Ganesh Versus The Third Reich 1st – 4th October Belvedere

The most ambitious of the three Australian plays at the festival sees the Hindu God Ganesh embark on a journey to reclaim the Swastika from the Nazis, only for things to lurch away from fantastical epic into behind the scenes bickering; as an overbearing director fights with his cast over their right to use the most sacred elements of other cultures.

 

DruidMurphy 1st – 5th October Olympia

DruidMurphy’s trilogy of plays was a highlight of the 2012 Festival, and Garry Hynes returns for a second helping with Marie Mullen and Marty Rea still in tow. Not only will Tom Murphy’s 1985 classic of a dying matriarch, Bailegangaire, be revived, but Murphy has also written a new play Brigit which acts as a prequel by filling in the back-story of matriarch Mommo’s husband.

 

Spinning 1st – 12th October Smock Alley

Fishamble presents the great Karl Shiels in a new play by Halcyon Days playwright Deirdre Kinihan. He plays a man trying to hold onto a life coming apart at the seams, who unexpectedly meets a woman coming to terms with the senseless murder of her daughter. With a cast that includes Caitriona Ennis and Janet Moran this looks set to be an absorbing production.

 

Jack Charles V The Crown 8th – 12th October Samuel Beckett

I can’t help but think of this Australian one-man show as being an eccentric kin to Jeffrey Bernard is Unwell.

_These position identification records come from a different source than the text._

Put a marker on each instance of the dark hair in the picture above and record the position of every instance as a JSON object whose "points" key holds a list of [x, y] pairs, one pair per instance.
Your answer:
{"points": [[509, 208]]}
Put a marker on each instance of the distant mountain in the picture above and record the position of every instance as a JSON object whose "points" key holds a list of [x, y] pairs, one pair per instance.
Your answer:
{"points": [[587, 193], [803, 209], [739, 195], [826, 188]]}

Jack Charles was part of the Stolen Generation, and then became part of Koori theatre in the 1970s and a film actor; having been a cat-burglar, heroin addict, and convict in the meantime. He performs his life-story with unrepentant brio.

 

Book Burning 8th – 11th October Project

Belgium story-teller Pieter De Buysser tells the story of Sebastian, a man he met at an Occupy demonstration. Sebastian had become embroiled in a WikiLeaks scandal; and from there De Buysser, and his visual artist Hans Op De Beeck, spin out the implications of one man’s struggles to make Sebastian’s story a synecdoche for a new mode of being in the impersonal globalised world.